Boots and reads its BOT_ID + machine JWT.
Calls GET /api/v1/internal/bots/<id> to fetch profile_json + connection metadata.
Calls POST /api/v1/internal/broker_token which decrypts the broker creds via KMS and returns a short-lived access token.
Materializes config/instances/<id>.yaml + .env on disk so the existing main.py paper startup path reads them like a local install.
Spawns the trader subprocess. Output is teed to Fly logs + the cloud audit sink so /bots/<id> mirrors what fly logs shows.
On SIGTERM (Fly maintenance, Stripe cancel, manual stop): forward to the trader subprocess, flush audit, exit.

04Local agent (free tier)

The Python repo (regime-trader) ships a Streamlit dashboard + multi-bot supervisor that runs entirely on the user's machine. Free-tier users keep their broker keys local; the agent only talks to the cloud for auth + bot-profile sync.

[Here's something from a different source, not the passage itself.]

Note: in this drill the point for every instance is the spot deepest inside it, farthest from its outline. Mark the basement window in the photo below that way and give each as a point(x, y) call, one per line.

Paid users can also install the local agent for richer visualization (walk-forward backtests, audit pipeline viewer, HMM live-detection charts) — both surfaces read the same cloud bot list, so changes in one show up in the other.

05KMS envelope encryption

Broker credentials are stored in Postgres but encrypted with a per-payload AES-256 data key. The data key itself is encrypted under a Cloud KMS key — neither the database nor our application code can decrypt without a live KMS round-trip. Compromising the DB alone doesn't leak tokens.

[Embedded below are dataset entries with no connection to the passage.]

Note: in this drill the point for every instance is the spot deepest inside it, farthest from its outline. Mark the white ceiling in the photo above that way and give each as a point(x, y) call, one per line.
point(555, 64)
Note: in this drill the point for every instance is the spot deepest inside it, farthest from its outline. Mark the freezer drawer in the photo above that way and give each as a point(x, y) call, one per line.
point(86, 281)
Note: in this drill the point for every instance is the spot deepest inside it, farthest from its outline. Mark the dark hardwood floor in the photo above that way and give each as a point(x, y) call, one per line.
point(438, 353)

Encrypt path (broker connect):

Generate a random AES-256 data key in process memory.
Call KMS.Encrypt on the data key → ciphertext data key.
AES-GCM encrypt the credential JSON with the plaintext data key → ciphertext + IV + auth tag.
Persist (ciphertext, ciphertext data key, IV, auth tag, KMS key id) on broker_connections. Zero the plaintext data key.

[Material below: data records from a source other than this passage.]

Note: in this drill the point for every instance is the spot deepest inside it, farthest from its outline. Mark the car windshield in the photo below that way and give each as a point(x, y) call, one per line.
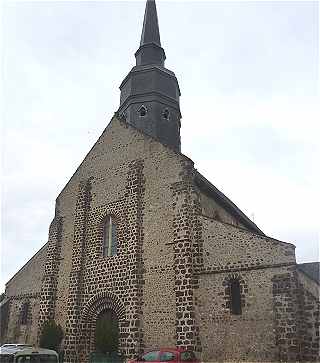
point(187, 356)
point(6, 358)
point(39, 358)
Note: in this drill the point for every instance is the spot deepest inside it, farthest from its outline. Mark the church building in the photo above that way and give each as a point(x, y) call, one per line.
point(140, 236)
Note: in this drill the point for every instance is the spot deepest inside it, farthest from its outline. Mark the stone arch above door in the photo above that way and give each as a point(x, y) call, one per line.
point(95, 306)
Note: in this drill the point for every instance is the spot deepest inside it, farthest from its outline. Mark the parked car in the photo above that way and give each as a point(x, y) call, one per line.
point(172, 355)
point(28, 355)
point(15, 345)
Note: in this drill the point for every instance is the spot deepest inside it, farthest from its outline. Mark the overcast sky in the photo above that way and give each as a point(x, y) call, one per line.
point(248, 74)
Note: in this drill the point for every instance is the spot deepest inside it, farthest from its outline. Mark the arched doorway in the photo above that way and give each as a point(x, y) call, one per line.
point(107, 333)
point(99, 310)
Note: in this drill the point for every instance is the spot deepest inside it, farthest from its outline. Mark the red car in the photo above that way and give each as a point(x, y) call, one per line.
point(163, 355)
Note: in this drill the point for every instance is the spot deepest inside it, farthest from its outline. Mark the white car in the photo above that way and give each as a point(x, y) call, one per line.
point(15, 346)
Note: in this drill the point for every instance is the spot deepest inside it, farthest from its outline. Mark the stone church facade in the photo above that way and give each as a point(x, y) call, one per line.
point(187, 269)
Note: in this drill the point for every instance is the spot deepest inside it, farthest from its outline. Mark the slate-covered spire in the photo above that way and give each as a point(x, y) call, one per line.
point(150, 93)
point(150, 30)
point(150, 51)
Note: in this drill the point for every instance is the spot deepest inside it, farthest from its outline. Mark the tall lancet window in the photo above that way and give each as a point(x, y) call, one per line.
point(235, 296)
point(110, 237)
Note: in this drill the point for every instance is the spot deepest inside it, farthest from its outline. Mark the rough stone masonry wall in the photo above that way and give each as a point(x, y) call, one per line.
point(123, 166)
point(25, 287)
point(17, 332)
point(309, 293)
point(296, 306)
point(231, 252)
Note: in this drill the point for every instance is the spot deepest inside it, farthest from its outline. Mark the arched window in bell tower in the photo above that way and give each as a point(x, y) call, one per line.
point(110, 241)
point(142, 111)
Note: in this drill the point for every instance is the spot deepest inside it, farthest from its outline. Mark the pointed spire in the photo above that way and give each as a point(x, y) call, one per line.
point(150, 51)
point(150, 30)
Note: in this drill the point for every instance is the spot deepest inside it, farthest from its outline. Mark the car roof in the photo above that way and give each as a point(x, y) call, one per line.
point(175, 350)
point(33, 350)
point(16, 351)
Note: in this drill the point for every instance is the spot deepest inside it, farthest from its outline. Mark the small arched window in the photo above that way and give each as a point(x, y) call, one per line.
point(235, 297)
point(142, 111)
point(109, 237)
point(24, 313)
point(166, 114)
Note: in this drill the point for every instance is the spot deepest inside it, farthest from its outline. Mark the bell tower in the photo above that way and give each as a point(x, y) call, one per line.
point(150, 93)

Decrypt path (bot launch):

Read the ciphertext + ciphertext data key from broker_connections.
Call KMS.Decrypt on the ciphertext data key → plaintext data key.
AES-GCM decrypt the credential JSON. Pass to the bot over TLS. Plaintext lives in API process memory only for the duration of one HTTPS request.

06Failure modes by tier

Free + cloud down — agent keeps trading on cached JWT for 24h, then asks user to reconnect.
Free + user laptop off — bot stops. Free tier doesn't promise 24/7.
Paid + control plane down — hosted bots keep ticking (Fly Machines don't depend on our control plane to tick). User can't change settings or see the dashboard.
Paid + Fly outage — our incident. Status page, refund per ToS.
Paid + KMS down — bots already running keep ticking (token decrypted in memory). New bot launches fail until KMS recovers. Bounded blast radius.